Investors Observer Article Archives

The InvestorsObserver articles are provided by Fresh Brewed Media/VHS, LLC (“FBM Content”). The FBM Content, including any strategies discussed therein, is provided for general informational and educational purposes only and is not to be construed as investment advice or as an endorsement, recommendation or solicitation to buy or sell securities. In order to simplify the computations, commissions, fees and taxes have not been included in the strategy examples used in the FBM Content. These costs will impact the outcome of all stock and options transactions and must be considered prior to entering into any transactions. Investors should consult their tax advisor about any potential tax consequences.Use of the FBM Content is subject to the Terms and Conditions of the CBOE Website.

Back to Article Archives

Kevin Kersten's Analyst Insights

Options Analyst Writer
Kevin Kersten
Author Bio

August 13, 2012- Can you Target Profits from an Big-Box Store?

The retail atmosphere has been challenging over the last few years. Stores have to get everything just right. There is the product mix, promotions, price point, advertising, distribution, style and placement. There is training of associates, scheduling, cleanliness, presentation, lighting and merchandising.  From music playing in the background to having the right color of merchandise in stock, retailers play with a lot of variables.

Some retailers have been doing okay in the current market while others have cut deep and are just sort of holding on, hoping things improve. It has been a hard market and there are times that even if the retailer does everything perfect, they may not make the sale because the consumer does not have the money.

One retailer has been doing decent in the current market. S&P Analysts have given it a Five STARS buy rating as it appears to be slightly undervalued. Sales are improving with same store sales expected to increase 3.6% in FY 2013 as the company remodels stores into the latest formats. A rewards program has been set up, giving customers a 5% discount every day and the information generated has been vigorously data mined and is being used for more effective marketing. The store focuses on a slightly upscale market -- one section of the market that may be doing a little better as the economy improves. The company is also focused on international expansion that many people may have overlooked.

What company is this? Target. Target competes against Wal-mart (WMT), Sears (SHLD), Family Dollar (FDO), Macy's (M) and many other retailers. Target, though, is a little more expensive and more stylish than some of the deeper discount alternatives. There are over 1,500 Target Stores and 250 Super Target stores across the US and soon across Canada as well. The company employs 365,000 people and booked 69 billion in revenue last year.

Target has been doing a lot of focused advertising to its rewards cards members. It can reportedly tell when customers are pregnant just by their purchasing habits and has the ability to focus individual advertising to each customer without them even knowing it. Your preprinted advertisement might come with items you are likely to buy or need soon, disguised with other unrelated items so you don't realize it was custom printed.

The stock is trading at 62.36 with S&P analysts targeting $72 in about a year based on earnings, peer comparison and historical metrics. The company pays a dividend of $0.30 quarter which comes out to a 2.3% dividend yield. The stock reports earnings before the market opens on August 15 with analysts expecting 1.01 per share, near the 1.03 it reported last year.

The stock seems to be a decent buy and you may be wondering if you can take your Target rewards card with you and buy the stock at a discount. No, that is not available yet; but with a little work we may be able to get you a similar discount.
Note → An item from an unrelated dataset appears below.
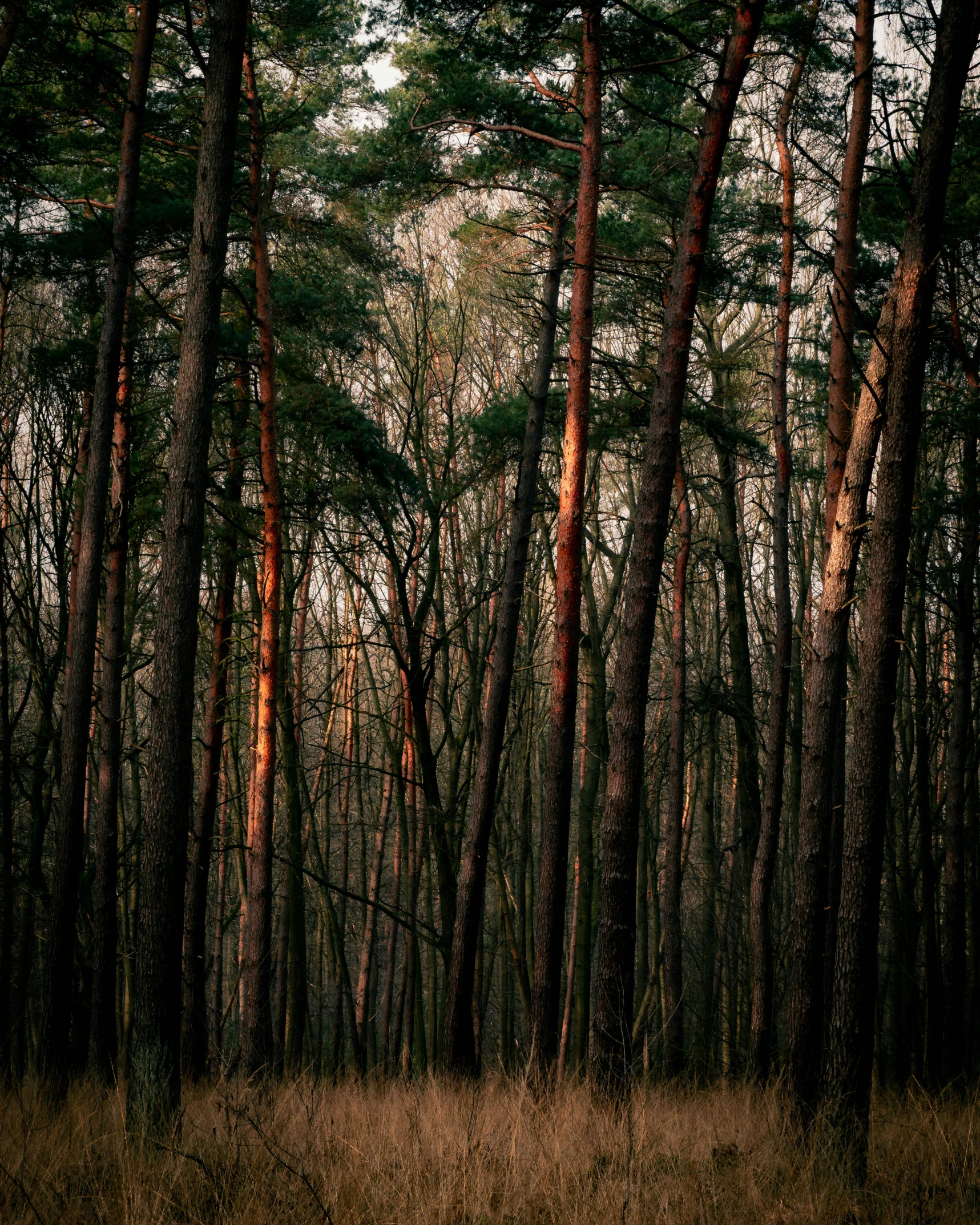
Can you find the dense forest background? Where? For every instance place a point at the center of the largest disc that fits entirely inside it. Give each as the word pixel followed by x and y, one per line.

While the future seems to be optimistic for Target, there are reasons not to expect the stock to shoot to the moon. It is a big retail stock which moves slower and there are any number of variables such as product mix, overall economy, or changing consumer habits that could be just beyond the company's control. While being optimistic, also being realistic is good and so a covered call may not be a bad trade.
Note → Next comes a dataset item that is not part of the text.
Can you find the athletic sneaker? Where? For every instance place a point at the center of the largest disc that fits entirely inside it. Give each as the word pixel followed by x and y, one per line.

Take a look at the January 2013 62.50 TGT covered call at a 59.60 net debit. The covered call is just out of the money a few cents and has a 4.5% return over the next   five months. If you annualize that return (for comparison purposes only) it is an 11% return. The trade has 4.5% downside protection and a 2.3% dividend yield. If the stock stays flat or you are not assigned, you have effectively purchased the stock at a small discount and if you are assigned you lock in a 4.5% return.